2. Bij brief van 22 maart 2000 heeft verzoeker de president van de rechtbank verzocht een voorziening te treffen die ertoe strekt de uitzetting achterwege te laten, totdat op zijn bezwaarschrift is beslist. Verweerder heeft de op de zaak betrekking hebbende stukken ingezonden en in zijn verweerschrift geconcludeerd tot afwijzing van het verzoek.
3. De openbare behandeling van het verzoek heeft plaatsgevonden op 6 april 2001. Ter zitting is verschenen verzoeker in persoon, bijgestaan door gemachtigde. Verweerder is verschenen bij zijn gemachtigde. Tevens is als tolk verschenen de heer Chbabm.
1. Op 1 april 2001 is in werking getreden de Wet van 23 november 2000 tot algehele herziening van de Vreemdelingenwet, Stb 2000, 495 (Vreemdelingenwet 2000, hierna te noemen: Vw 2000). De Vreemdelingenwet, Stb 1965, 40 is per deze datum ingetrokken.
Het toepasselijke overgangsrecht brengt in hoofdlijnen mee, dat nu het (primaire) besluit is bekendgemaakt voor 1 april 2001 zowel op de behandeling van de aanvraag en het bezwaar als ten aanzien van de mogelijkheid een rechtsmiddel aan te wenden het voor 1 april 2001 geldende recht van toepassing is. Bij de ingevolge artikel 7:11 Algemene wet bestuursrecht (Awb) te verrichten heroverweging van het besluit van 4 november 1999 zullen overigens de bij en krachtens de Vw 2000 gestelde regels toepassing moeten vinden.

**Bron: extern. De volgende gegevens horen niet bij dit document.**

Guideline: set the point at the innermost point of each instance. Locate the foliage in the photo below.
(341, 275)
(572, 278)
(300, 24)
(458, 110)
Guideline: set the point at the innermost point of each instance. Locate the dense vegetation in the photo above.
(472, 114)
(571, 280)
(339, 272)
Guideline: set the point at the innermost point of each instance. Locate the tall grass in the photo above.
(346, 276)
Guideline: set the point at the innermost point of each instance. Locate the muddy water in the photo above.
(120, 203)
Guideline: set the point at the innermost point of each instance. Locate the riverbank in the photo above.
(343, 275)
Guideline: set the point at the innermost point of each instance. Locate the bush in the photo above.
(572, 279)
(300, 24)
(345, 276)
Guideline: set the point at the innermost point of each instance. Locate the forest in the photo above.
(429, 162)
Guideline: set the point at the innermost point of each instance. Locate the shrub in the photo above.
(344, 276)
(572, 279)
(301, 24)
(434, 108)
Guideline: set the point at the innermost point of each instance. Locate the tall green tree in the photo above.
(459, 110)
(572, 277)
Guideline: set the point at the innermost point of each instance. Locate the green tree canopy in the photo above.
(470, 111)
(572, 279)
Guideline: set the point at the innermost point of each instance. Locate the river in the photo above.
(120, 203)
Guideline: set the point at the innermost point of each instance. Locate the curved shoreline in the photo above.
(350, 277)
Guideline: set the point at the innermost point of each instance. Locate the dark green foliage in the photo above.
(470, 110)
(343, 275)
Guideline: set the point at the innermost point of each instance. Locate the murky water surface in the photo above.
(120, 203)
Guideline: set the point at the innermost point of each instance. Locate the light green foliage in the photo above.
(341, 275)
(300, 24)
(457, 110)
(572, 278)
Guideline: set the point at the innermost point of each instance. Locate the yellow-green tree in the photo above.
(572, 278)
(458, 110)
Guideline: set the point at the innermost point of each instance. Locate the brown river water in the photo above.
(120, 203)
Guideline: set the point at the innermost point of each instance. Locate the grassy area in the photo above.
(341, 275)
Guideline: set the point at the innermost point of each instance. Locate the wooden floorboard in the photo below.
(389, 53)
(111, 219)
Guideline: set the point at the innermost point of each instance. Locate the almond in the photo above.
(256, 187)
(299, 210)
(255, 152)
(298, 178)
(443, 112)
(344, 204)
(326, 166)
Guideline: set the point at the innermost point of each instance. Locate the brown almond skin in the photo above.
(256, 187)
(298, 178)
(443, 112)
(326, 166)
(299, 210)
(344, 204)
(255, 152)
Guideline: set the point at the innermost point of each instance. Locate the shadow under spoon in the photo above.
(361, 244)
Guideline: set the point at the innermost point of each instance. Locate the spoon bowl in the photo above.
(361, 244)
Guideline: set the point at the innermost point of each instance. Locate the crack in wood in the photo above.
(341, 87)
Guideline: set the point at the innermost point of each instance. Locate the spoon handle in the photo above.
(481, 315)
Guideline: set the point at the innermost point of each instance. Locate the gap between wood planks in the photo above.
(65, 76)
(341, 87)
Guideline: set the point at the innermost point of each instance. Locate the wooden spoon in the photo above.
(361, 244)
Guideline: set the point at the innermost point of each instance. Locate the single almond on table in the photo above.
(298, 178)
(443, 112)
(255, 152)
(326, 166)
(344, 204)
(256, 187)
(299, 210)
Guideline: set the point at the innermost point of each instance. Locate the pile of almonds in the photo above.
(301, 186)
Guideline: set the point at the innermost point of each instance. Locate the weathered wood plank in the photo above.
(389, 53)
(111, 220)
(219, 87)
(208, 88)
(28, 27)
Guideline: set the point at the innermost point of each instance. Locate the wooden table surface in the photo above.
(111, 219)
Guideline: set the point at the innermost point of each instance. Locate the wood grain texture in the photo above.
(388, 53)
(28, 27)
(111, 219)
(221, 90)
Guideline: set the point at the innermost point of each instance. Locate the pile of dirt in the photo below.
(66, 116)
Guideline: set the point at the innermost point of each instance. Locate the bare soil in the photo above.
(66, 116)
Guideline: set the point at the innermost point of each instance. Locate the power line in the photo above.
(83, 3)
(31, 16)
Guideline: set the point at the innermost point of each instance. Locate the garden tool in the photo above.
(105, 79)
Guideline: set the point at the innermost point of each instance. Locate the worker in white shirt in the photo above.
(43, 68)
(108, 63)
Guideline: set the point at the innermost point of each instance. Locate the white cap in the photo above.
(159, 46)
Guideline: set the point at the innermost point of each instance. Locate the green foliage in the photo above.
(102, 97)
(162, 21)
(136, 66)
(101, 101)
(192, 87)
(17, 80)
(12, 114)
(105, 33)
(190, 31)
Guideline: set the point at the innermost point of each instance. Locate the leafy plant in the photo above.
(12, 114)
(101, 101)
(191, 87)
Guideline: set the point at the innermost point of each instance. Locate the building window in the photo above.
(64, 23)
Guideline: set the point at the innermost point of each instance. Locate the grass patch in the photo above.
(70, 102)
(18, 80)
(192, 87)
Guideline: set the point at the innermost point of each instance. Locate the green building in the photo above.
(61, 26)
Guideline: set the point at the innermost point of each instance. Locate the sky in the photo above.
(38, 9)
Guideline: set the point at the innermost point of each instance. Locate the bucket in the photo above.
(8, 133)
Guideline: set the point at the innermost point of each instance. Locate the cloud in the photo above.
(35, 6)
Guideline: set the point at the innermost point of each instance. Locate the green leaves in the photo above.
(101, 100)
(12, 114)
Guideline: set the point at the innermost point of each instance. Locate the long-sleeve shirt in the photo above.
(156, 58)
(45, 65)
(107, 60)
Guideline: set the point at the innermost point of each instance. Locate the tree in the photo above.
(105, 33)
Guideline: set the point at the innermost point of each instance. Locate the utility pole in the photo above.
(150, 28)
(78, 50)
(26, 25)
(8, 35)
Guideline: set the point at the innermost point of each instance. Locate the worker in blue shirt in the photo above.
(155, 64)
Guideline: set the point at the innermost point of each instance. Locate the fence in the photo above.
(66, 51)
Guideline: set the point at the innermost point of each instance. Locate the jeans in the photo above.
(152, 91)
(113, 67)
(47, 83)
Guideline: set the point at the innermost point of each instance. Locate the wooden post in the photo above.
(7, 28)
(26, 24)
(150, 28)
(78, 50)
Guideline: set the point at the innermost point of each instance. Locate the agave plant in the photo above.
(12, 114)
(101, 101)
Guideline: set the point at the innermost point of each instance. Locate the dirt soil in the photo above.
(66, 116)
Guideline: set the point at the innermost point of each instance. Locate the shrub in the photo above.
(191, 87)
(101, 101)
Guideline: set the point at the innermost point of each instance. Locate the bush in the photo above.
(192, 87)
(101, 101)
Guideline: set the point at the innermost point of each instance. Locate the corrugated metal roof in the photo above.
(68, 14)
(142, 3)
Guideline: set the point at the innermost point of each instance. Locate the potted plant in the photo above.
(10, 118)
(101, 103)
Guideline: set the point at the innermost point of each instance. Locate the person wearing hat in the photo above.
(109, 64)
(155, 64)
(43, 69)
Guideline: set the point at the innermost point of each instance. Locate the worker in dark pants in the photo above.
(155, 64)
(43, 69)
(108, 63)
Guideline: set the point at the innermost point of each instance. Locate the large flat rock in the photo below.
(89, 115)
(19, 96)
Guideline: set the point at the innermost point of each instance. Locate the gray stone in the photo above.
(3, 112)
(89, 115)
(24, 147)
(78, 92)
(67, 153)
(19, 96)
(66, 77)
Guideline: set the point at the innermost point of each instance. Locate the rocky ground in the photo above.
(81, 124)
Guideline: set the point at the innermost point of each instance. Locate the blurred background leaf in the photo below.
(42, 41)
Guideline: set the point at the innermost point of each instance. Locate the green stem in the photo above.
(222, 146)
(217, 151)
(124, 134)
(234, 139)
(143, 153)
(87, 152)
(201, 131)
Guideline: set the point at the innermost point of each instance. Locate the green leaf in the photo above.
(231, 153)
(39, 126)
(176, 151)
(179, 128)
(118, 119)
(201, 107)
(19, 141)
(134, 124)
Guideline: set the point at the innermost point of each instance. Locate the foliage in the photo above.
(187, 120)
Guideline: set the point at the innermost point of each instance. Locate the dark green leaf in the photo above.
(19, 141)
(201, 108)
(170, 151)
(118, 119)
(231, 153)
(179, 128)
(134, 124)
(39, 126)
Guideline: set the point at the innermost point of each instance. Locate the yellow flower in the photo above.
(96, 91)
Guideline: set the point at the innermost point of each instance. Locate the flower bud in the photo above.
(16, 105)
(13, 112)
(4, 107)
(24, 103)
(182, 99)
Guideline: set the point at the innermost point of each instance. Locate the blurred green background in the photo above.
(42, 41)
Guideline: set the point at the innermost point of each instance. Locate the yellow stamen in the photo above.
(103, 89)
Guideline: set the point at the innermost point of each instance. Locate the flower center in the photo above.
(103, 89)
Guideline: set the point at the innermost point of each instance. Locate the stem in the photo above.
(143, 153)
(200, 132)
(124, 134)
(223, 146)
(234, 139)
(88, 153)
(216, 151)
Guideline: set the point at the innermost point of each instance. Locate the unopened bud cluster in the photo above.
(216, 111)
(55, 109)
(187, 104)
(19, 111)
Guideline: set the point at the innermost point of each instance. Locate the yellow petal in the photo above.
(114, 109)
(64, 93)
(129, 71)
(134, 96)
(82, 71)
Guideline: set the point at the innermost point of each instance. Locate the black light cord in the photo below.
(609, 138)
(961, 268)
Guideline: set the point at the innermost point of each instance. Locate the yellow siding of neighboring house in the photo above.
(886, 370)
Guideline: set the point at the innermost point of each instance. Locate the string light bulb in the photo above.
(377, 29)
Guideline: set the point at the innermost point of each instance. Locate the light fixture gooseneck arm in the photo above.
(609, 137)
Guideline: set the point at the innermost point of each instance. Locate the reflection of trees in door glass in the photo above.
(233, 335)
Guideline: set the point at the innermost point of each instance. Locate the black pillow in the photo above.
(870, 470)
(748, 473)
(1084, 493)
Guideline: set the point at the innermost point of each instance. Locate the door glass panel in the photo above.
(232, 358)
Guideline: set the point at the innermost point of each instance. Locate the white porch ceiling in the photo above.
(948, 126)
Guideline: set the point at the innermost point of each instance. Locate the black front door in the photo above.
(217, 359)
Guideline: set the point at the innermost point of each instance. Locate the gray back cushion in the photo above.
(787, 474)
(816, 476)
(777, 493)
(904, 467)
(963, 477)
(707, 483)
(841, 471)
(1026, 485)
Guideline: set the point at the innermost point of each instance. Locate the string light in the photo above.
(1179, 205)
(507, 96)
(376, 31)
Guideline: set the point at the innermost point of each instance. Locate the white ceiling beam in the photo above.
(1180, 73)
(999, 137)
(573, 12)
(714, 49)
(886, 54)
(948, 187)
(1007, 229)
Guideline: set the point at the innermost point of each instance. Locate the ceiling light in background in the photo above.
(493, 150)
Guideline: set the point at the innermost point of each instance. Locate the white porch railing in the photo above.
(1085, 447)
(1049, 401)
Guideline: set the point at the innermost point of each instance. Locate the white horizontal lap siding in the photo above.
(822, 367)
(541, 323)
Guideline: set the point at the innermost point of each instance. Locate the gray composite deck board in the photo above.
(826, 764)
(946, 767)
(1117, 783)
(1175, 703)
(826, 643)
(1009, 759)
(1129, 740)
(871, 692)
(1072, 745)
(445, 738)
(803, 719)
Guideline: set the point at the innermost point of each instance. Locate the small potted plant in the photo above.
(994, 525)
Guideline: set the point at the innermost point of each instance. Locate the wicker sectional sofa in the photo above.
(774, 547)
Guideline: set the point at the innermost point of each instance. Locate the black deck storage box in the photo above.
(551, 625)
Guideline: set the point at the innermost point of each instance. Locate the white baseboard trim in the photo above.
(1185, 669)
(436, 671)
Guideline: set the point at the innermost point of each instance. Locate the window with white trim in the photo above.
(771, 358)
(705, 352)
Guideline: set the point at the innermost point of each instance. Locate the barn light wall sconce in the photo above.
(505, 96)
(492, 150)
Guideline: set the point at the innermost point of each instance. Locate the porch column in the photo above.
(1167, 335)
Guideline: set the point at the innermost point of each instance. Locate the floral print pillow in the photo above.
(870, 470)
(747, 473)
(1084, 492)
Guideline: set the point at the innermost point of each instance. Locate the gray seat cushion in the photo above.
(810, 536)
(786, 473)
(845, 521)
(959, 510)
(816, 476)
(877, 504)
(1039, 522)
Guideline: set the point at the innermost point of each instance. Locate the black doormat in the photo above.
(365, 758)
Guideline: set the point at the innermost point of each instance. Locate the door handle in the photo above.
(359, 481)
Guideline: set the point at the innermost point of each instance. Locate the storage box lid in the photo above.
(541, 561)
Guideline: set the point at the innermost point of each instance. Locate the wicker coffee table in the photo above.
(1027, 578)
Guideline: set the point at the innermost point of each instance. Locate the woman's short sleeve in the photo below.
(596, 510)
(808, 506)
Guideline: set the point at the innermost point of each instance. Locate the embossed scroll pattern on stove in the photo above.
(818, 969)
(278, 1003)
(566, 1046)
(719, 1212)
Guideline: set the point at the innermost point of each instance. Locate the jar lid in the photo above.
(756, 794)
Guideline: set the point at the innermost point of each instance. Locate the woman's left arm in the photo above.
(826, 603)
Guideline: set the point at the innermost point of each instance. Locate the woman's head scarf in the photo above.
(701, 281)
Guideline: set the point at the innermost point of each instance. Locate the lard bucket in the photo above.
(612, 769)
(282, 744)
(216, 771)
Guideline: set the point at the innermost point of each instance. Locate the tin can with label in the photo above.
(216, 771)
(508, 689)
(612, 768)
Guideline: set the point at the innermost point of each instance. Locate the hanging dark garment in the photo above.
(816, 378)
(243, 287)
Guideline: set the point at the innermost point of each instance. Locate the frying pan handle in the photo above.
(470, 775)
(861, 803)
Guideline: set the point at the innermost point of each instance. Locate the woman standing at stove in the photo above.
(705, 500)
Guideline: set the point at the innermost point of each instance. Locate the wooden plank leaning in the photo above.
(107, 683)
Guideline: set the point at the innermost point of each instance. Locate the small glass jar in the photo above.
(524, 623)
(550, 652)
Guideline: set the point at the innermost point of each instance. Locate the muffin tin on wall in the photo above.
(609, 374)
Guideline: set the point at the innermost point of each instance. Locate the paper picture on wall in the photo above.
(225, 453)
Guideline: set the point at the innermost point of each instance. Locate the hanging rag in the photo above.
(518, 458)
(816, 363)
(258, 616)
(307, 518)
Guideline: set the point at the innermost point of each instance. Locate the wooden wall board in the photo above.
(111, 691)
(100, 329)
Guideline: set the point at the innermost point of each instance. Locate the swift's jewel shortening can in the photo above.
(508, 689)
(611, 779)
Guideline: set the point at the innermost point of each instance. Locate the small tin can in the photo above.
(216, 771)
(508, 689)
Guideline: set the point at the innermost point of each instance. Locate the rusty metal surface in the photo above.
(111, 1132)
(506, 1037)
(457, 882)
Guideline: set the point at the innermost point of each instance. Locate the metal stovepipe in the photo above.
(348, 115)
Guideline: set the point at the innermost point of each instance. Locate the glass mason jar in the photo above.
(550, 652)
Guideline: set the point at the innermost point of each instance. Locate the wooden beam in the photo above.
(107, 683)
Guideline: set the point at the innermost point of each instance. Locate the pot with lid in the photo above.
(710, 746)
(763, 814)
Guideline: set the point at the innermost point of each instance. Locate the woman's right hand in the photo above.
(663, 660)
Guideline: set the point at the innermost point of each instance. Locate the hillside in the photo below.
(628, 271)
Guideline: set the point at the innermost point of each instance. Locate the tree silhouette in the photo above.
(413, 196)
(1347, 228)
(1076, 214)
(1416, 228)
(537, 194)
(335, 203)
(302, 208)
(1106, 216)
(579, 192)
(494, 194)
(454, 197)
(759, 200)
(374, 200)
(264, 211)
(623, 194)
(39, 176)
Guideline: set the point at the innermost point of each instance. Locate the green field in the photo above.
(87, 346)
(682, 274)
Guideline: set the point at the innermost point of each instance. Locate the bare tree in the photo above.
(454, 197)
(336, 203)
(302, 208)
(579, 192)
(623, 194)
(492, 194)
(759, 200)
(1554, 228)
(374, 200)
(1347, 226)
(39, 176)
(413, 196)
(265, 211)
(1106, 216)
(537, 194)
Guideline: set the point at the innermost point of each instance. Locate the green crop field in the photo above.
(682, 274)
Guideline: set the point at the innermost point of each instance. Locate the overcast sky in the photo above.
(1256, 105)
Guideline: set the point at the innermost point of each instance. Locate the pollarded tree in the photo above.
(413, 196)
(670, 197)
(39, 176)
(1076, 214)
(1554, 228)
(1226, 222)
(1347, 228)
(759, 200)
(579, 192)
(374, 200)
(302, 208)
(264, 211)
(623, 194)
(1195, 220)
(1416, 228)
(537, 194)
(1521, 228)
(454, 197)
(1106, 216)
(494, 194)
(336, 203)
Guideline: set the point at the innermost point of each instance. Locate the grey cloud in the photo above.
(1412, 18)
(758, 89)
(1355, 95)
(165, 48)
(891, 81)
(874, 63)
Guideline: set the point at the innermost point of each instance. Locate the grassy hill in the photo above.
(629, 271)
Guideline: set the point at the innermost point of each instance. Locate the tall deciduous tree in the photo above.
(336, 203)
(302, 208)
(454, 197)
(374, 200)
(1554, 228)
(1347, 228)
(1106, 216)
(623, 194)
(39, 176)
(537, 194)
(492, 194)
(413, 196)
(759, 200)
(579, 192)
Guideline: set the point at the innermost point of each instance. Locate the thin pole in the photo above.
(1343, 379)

Ingevolge artikel 8:81 Awb kan, indien tegen een besluit bij de rechtbank beroep is ingesteld, dan wel, voorafgaand aan een mogelijk beroep bij de rechtbank, bezwaar is gemaakt of administratief beroep is ingesteld, de president van de rechtbank die bevoegd is of kan worden in de hoofdzaak, op verzoek een voorlopige voorziening treffen indien onverwijlde spoed, gelet op de betrokken belangen, dat vereist.
Bij de in het kader van artikel 8:81 Awb te verrichten toetsing zal de president zich een voorlopig oordeel vormen over de rechtmatigheid van het bestreden besluit de uitzetting gedurende de periode dat het bezwaar aanhangig is niet achterwege te laten. Dit besluit dient te worden bezien in samenhang met het besluit inzake de toelating en het daartegen gerichte bezwaar. Bij deze toetsing zal mede worden beoordeeld of er in redelijkheid geen twijfel over kan bestaan dat er geen gevaar bestaat voor vervolging in vluchtelingrechtelijke zin dan wel dat er een reëel risico bestaat op een behandeling verboden bij artikel 3 EVRM.
2. Verzoeker stelt dat hij in aanmerking komt voor toelating in Nederland.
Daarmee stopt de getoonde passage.